Güncelleme Tarihi:
Kezban Arca Batıbeki, Pilevneli Mecidiyeköy’ün ev sahipliğinde gerçekleşen ‘Vaad Edilmemiş Topraklar’ adlı yeni kişisel sergisinde göçler çağında; ülkelerinden, yaşadıkları topraktan ayrılmak zorunda bırakılan insanların hikayelerini kendi üretim pratiğiyle ele alıyor. 24 Mart’a dek ziyaret edilebilecek sergi, Batıbeki’nin yurt dışı ya da yurt içinde ziyaret ettiği bit pazarlarından, antikacılardan bulup edindiği eski peyzaj resimlerinin etrafında şekillenen kolajları barındırıyor. Batıbeki’ye göre bu buluntu resimlerin barındırdığı hayal coğrafyaları ile mültecilerin siyah-beyaz ikilemi serginin görsel temelini oluşturuyor.

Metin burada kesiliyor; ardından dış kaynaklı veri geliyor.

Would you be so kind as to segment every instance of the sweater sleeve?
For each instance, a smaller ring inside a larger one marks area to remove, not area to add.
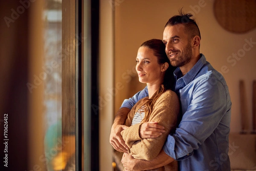
[[[139,131],[142,123],[124,130],[122,131],[123,139],[130,148],[128,153],[135,158],[140,159],[150,160],[156,157],[169,133],[175,131],[179,110],[179,101],[176,93],[171,90],[166,91],[157,101],[149,120],[158,122],[158,124],[163,126],[166,132],[157,138],[141,139]],[[137,139],[139,138],[140,140]]]

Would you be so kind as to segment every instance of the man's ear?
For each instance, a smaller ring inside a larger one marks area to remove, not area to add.
[[[162,65],[162,68],[161,69],[161,71],[164,72],[166,70],[167,68],[169,67],[169,64],[167,62],[165,63],[163,65]]]
[[[192,39],[192,47],[195,48],[199,47],[200,44],[200,38],[198,36],[195,36]]]

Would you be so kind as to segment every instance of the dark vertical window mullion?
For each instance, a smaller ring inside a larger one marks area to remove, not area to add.
[[[82,148],[83,117],[82,111],[82,1],[76,0],[76,170],[82,170]]]
[[[99,0],[91,1],[91,104],[99,106]],[[99,112],[99,110],[97,110]],[[99,171],[99,113],[91,113],[91,170]]]

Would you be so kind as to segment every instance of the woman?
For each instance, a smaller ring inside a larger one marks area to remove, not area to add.
[[[144,42],[138,51],[136,71],[140,82],[146,83],[148,97],[139,101],[128,115],[125,125],[128,126],[121,135],[129,147],[128,153],[134,158],[150,160],[160,153],[169,133],[177,125],[180,104],[172,90],[174,68],[165,52],[162,41],[151,39]],[[145,138],[140,132],[143,123],[154,122],[163,126],[166,131],[155,138]],[[177,171],[174,161],[154,171]]]

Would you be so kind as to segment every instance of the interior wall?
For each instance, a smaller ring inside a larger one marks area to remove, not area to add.
[[[256,79],[256,29],[244,34],[224,29],[213,13],[213,0],[122,0],[115,4],[115,113],[123,100],[131,97],[145,84],[139,82],[135,70],[135,58],[140,45],[151,38],[162,39],[168,19],[178,14],[178,10],[194,14],[202,40],[201,53],[227,82],[233,103],[231,131],[241,130],[239,81],[244,81],[249,130],[252,129],[252,83]],[[232,56],[252,42],[242,57]],[[232,61],[230,60],[232,60]]]

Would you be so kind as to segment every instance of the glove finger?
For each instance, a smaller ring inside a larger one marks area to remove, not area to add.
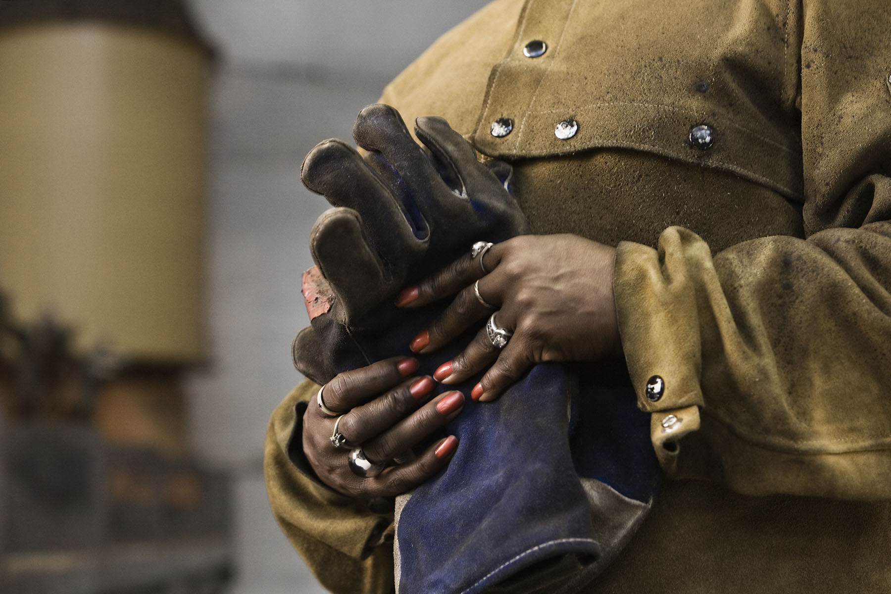
[[[513,173],[510,165],[494,161],[489,167],[478,161],[470,143],[442,118],[418,118],[414,133],[432,159],[450,167],[454,171],[453,176],[461,180],[463,195],[472,207],[468,211],[472,210],[481,229],[499,232],[487,235],[486,239],[501,240],[518,232],[527,232],[526,217],[508,191]]]
[[[297,370],[316,384],[327,384],[336,375],[325,361],[322,343],[312,326],[298,332],[290,344],[290,352]]]
[[[410,216],[428,213],[437,207],[440,177],[421,146],[409,134],[399,112],[389,105],[369,105],[359,112],[353,126],[356,143],[369,151],[369,161],[381,178],[389,183],[396,199]],[[375,158],[377,153],[379,157]],[[414,220],[418,227],[422,222]]]
[[[339,321],[347,323],[369,311],[401,286],[405,273],[384,273],[363,235],[359,214],[351,208],[323,212],[309,233],[309,250],[336,296]],[[393,271],[390,271],[391,273]]]
[[[470,143],[444,118],[435,116],[418,118],[414,134],[429,151],[440,177],[452,192],[467,198],[468,183],[487,171],[477,160],[477,151]]]
[[[388,265],[421,248],[399,204],[358,152],[332,139],[309,151],[300,179],[334,207],[352,208],[365,224],[367,237]],[[405,265],[405,264],[403,264]]]

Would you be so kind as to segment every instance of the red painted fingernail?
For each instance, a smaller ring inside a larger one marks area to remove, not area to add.
[[[433,378],[437,381],[442,381],[450,375],[452,375],[452,362],[446,361],[433,372]]]
[[[404,289],[399,291],[398,295],[396,296],[396,305],[399,307],[407,305],[415,299],[418,298],[418,288],[409,287],[408,289]]]
[[[430,333],[427,330],[421,330],[418,336],[412,339],[412,344],[408,346],[410,349],[417,353],[430,344]]]
[[[457,449],[458,438],[454,435],[449,435],[446,438],[446,441],[437,446],[437,449],[433,451],[433,455],[439,460],[445,460],[454,454]]]
[[[473,389],[470,390],[470,398],[473,402],[477,402],[481,395],[483,395],[483,385],[480,383],[474,386]]]
[[[421,367],[421,363],[419,363],[418,360],[414,357],[408,357],[400,361],[396,367],[399,369],[399,373],[402,374],[402,377],[407,378],[418,370],[418,368]]]
[[[433,383],[433,380],[427,376],[424,376],[423,378],[415,380],[415,382],[412,384],[412,387],[408,388],[408,391],[412,393],[412,395],[415,400],[421,400],[422,396],[429,394],[434,386],[436,386],[436,384]]]
[[[447,417],[458,409],[462,407],[464,403],[464,395],[461,392],[455,391],[450,393],[447,396],[437,403],[437,411],[444,417]]]

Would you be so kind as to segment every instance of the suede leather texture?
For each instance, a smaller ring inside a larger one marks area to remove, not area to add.
[[[534,232],[618,246],[676,480],[590,591],[891,591],[888,30],[866,0],[498,0],[385,90],[509,160]]]

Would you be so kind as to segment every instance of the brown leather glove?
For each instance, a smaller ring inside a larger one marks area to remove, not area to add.
[[[426,150],[395,109],[371,105],[353,128],[367,151],[364,157],[328,140],[304,160],[304,184],[335,207],[310,233],[321,271],[304,277],[311,319],[324,315],[350,329],[387,328],[392,321],[366,314],[389,305],[407,282],[468,252],[474,241],[528,232],[509,192],[510,166],[480,163],[473,147],[441,118],[418,118],[415,134]],[[292,350],[307,377],[325,383],[334,375],[311,328],[298,335]]]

‘Vaad Edilmiş Topraklar’ sergisinin çıkış noktası ne oldu?
Atölyemin içinde yer aldığı kilise avlusunda, uzun süre, mültecilerin kaçış yolculuklarını anlatan, kendi telefonlarıyla çektikleri fotoğraflar sergilendi. Zaman zaman da kilisenin yardımlarından yararlanmak amacıyla, çoğunluğunu kadınların oluşturduğu kuyruklar oluyor. Bunlar beni çok etkiledi. ‘Göç’ü; politik açmazlara ve tekrara düşmeden, kendi üslubumdan da uzaklaşmadan nasıl yansıtabileceğimi uzun süre düşündüm. Son iki yıldır, resim içinde resim mantığıyla kurguladığım, akrilik ve kolaj ağırlıklı bu tuvaller üzerine çalışıyorum. Ayrıca yine aynı temanın parçaları olan bir ‘Kar Küresi’ ve devasa boyutta bir yerleştirme sergimde yer alıyor.
Göç ve mülteciler sanat dünyasının uzun zamandır gündeminde. Bu sorunlarla ilgilenen sanatçıların üretimlerini takip ettiniz mi?

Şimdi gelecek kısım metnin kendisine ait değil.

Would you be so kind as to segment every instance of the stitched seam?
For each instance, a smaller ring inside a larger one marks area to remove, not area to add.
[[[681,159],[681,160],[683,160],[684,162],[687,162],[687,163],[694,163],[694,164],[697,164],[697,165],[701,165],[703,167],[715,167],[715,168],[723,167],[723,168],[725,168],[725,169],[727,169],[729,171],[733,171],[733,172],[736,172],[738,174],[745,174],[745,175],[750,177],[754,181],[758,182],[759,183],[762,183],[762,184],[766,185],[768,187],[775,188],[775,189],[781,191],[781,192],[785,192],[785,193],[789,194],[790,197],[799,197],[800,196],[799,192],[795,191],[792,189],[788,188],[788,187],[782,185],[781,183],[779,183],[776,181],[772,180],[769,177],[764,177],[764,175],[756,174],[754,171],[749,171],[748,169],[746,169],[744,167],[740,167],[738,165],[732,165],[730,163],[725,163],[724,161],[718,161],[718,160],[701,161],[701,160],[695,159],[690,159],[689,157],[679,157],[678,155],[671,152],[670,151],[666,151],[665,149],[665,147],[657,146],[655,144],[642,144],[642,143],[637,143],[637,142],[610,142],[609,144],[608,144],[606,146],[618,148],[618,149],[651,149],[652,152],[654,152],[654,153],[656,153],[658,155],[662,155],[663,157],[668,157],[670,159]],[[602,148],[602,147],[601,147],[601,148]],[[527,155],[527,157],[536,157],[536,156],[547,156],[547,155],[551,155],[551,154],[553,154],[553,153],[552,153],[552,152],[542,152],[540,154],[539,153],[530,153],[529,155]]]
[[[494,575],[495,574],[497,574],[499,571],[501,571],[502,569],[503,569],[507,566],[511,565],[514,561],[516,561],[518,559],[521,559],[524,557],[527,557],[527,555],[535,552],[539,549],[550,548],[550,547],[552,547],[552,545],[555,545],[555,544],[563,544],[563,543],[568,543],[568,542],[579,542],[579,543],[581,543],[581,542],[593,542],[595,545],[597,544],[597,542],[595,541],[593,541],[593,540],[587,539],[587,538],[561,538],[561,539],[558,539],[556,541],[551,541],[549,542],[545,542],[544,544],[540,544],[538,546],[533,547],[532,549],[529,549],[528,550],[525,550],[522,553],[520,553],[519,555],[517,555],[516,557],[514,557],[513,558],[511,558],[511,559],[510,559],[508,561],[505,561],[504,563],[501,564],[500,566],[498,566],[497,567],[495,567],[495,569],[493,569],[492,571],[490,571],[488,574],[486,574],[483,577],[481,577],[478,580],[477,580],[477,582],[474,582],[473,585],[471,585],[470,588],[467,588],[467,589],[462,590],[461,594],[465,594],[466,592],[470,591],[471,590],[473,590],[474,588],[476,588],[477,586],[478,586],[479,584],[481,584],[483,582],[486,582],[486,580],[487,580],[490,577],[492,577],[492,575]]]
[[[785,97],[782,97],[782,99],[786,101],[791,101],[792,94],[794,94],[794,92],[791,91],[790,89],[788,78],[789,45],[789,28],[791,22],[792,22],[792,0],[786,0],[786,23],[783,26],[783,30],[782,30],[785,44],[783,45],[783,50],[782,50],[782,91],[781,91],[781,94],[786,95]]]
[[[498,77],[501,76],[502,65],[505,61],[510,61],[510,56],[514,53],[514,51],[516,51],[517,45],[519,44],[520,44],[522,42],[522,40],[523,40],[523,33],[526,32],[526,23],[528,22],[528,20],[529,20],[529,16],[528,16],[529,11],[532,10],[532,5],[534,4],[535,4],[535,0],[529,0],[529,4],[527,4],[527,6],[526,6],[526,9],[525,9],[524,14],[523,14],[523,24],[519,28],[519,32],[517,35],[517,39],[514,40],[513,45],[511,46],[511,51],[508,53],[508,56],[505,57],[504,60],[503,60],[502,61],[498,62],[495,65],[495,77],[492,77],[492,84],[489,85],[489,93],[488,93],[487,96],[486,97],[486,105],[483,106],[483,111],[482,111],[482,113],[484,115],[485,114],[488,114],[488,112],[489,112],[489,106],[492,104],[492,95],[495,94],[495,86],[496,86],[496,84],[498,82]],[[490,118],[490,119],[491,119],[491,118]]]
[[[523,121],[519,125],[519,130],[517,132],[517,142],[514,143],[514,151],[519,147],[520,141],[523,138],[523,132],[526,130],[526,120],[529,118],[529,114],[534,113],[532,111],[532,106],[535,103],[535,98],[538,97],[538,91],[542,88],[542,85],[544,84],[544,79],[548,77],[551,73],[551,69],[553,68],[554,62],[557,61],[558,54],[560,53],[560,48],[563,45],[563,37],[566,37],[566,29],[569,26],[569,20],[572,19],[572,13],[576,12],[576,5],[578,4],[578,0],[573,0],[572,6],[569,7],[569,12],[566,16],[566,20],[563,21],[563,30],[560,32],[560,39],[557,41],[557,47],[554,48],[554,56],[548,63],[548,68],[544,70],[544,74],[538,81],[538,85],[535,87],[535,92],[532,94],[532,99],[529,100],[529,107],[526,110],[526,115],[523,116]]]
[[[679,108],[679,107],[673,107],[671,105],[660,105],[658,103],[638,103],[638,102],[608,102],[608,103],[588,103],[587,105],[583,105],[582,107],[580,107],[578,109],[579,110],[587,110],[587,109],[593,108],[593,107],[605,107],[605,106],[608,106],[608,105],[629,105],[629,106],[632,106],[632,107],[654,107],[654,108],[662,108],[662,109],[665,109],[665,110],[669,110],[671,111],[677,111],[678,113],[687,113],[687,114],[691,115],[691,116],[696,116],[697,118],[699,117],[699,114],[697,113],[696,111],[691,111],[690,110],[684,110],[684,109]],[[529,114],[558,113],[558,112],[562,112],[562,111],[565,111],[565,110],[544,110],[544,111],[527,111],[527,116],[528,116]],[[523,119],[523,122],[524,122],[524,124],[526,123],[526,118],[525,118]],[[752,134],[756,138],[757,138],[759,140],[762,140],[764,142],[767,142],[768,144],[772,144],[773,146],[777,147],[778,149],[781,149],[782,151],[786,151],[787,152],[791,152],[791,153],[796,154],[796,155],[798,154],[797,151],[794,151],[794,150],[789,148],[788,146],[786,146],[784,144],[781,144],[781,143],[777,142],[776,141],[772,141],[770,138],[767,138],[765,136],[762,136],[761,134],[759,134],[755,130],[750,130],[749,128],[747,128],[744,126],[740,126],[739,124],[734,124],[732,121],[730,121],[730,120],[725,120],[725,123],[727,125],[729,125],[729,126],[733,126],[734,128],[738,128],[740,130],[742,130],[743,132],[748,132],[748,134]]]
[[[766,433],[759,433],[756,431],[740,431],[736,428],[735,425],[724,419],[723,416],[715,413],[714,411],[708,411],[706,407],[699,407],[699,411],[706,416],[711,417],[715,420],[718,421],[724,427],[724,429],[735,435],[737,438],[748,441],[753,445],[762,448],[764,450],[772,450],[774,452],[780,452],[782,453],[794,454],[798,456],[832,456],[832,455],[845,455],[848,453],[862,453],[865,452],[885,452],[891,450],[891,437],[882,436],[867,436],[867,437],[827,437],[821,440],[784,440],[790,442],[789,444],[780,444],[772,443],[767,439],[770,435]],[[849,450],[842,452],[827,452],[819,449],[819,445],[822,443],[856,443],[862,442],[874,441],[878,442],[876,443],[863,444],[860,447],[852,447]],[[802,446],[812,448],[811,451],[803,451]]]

Aslında takip etmedim. Başka sanatçılardan etkilenme olasılığı kaçındığım bir şey ama sağda-solda tabii ki gördüm. Çok işlenen bir konu olduğunu bilerek farklı bir şey yapabileceğime kanaat getirdikten çalışmaya başladım.
Kolajlarınız, bu meseleyi derinlemesine anlatma çabasında sizi tatmin etti mi? Farklı bir medyum arayışı yaşadınız mı?

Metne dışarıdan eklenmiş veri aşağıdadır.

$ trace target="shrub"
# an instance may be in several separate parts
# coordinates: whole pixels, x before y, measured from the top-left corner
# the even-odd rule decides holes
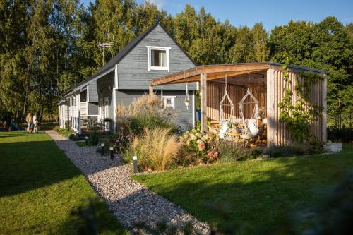
[[[117,133],[110,135],[116,152],[122,153],[128,147],[130,142],[133,139],[133,133],[130,128],[130,123],[120,122],[117,126]]]
[[[136,136],[125,157],[128,162],[133,155],[138,156],[140,170],[162,171],[168,169],[178,153],[179,145],[170,129],[145,129],[142,135]]]
[[[186,131],[180,137],[179,141],[182,145],[181,156],[188,152],[191,155],[186,159],[194,159],[196,157],[196,162],[198,163],[211,163],[218,159],[219,152],[217,145],[219,138],[212,132],[201,133],[196,130]],[[179,162],[183,161],[183,159],[179,159]],[[190,162],[190,164],[193,163]]]
[[[273,157],[312,155],[323,152],[323,143],[316,137],[310,138],[306,142],[292,145],[271,146],[264,153]]]
[[[144,94],[128,105],[119,104],[116,107],[116,122],[130,123],[130,129],[133,133],[140,135],[145,128],[169,128],[172,131],[176,128],[171,121],[174,114],[164,109],[163,102],[157,95]]]
[[[69,135],[73,133],[73,131],[71,129],[67,129],[67,128],[59,128],[57,131],[58,133],[60,135],[69,138]]]
[[[95,130],[95,131],[93,131],[93,133],[90,135],[90,138],[88,138],[88,145],[91,146],[95,146],[98,145],[99,142],[100,142],[100,136]]]
[[[165,117],[155,114],[141,114],[132,116],[131,120],[131,131],[138,135],[141,133],[145,128],[160,128],[169,129],[172,133],[176,131],[176,127],[173,123],[166,119]]]
[[[307,152],[306,147],[302,146],[270,146],[264,153],[273,157],[304,155]]]
[[[110,147],[113,146],[113,144],[112,143],[112,142],[110,142],[109,140],[108,139],[102,139],[102,140],[100,140],[100,143],[102,144],[102,143],[104,143],[104,155],[107,155],[109,154],[109,151],[110,151]],[[100,144],[98,145],[98,144],[97,144],[97,152],[98,152],[99,153],[102,153],[102,147],[100,145]]]
[[[222,163],[253,159],[254,155],[249,150],[240,147],[236,143],[222,141],[218,145],[220,161]]]

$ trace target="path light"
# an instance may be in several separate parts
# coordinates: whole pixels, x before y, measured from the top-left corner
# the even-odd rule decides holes
[[[133,156],[133,174],[137,173],[137,156]]]
[[[109,150],[110,150],[110,159],[113,160],[114,159],[113,146],[110,147]]]
[[[102,153],[102,155],[104,155],[104,143],[100,144],[100,152]]]

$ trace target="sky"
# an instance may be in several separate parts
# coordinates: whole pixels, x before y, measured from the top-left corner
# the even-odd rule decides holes
[[[81,0],[86,6],[90,0]],[[136,0],[143,3],[145,0]],[[320,22],[329,16],[346,25],[353,22],[353,0],[150,0],[160,9],[175,16],[186,4],[196,11],[205,7],[220,21],[228,19],[235,26],[252,27],[261,22],[268,31],[290,20]]]

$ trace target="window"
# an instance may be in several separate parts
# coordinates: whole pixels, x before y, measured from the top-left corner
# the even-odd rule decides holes
[[[175,98],[176,96],[163,96],[164,100],[164,109],[175,109]]]
[[[170,47],[147,46],[148,71],[167,70],[169,71]]]
[[[87,90],[82,91],[80,95],[81,96],[80,97],[81,102],[85,102],[87,101]]]

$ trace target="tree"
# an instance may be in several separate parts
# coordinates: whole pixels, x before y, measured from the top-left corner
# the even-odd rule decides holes
[[[270,37],[272,60],[326,70],[328,114],[330,125],[341,126],[337,116],[352,113],[352,44],[347,30],[335,18],[328,17],[318,23],[291,21],[275,27]],[[350,111],[349,111],[350,110]],[[346,120],[347,121],[347,120]]]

Bu sergimin diğerlerinden en büyük farkı; tanınmayan, başka ressamlara ait 60-70 yıllık resimler üzerinden hareket etmek oldu.
Bunlar buluntu eserler mi?
Bu resimleri eşimle birlikte daha çok yurt dışından topladık. İstanbul’daki bit pazarlarını, antikacıları da ziyaret ettik. Çok pahalı olmayanları aldık. Tanınmış ressamlara ait değilller. Bunları toplamamızın nedeni şu: Dikkat edin, hemen hemen her gelir grubundan insanın evinde bir doğa resmi vardır. İnsanların özlemleri üzerine kafa yormaya başladım bu sayede. ‘İnsanlar neden evlerinde bir natürmort ya da nü esere yer vermiyor da peyzaj asıyor?’ Hep bir hayal coğrafyasının özlemiydi bence bu. Bu sergi için de aradığım kıvılcım bu sayede belirdi. Bu sıradan, hayal coğrafyalarıyla mültecilerin siyah-beyaz ikilemi serginin görsel temelini oluşturdu.
‘Kâğıt’ın her hâli
Pilevneli Mecidiyeköy, Kezban Arca Batıbeki sergisiyle eş zamanlı olarak Pilevneli Project tarafından gerçekleştirilen ‘Kâğıt’ başlıklı sergiye de ev sahipliği yapıyor. ‘Kâğıt’, 100’ün üzerinde sanatçının kâğıt işlerine odaklanan geniş kapsamlı bir sergi. Türkiye çağdaş sanatında, 1960’lardan bugüne uzanan bir çizgide, kâğıt üzerine yapılan işler ve de bizzat materyal olarak kağıdın kullanıldığı yapıtları bir araya getiren araştırma odaklı sergi, hem usta hem de genç sanatçıların yapıtları ışığında bu alanı kapsamlı bir şekilde, her yönüyle ele alıyor.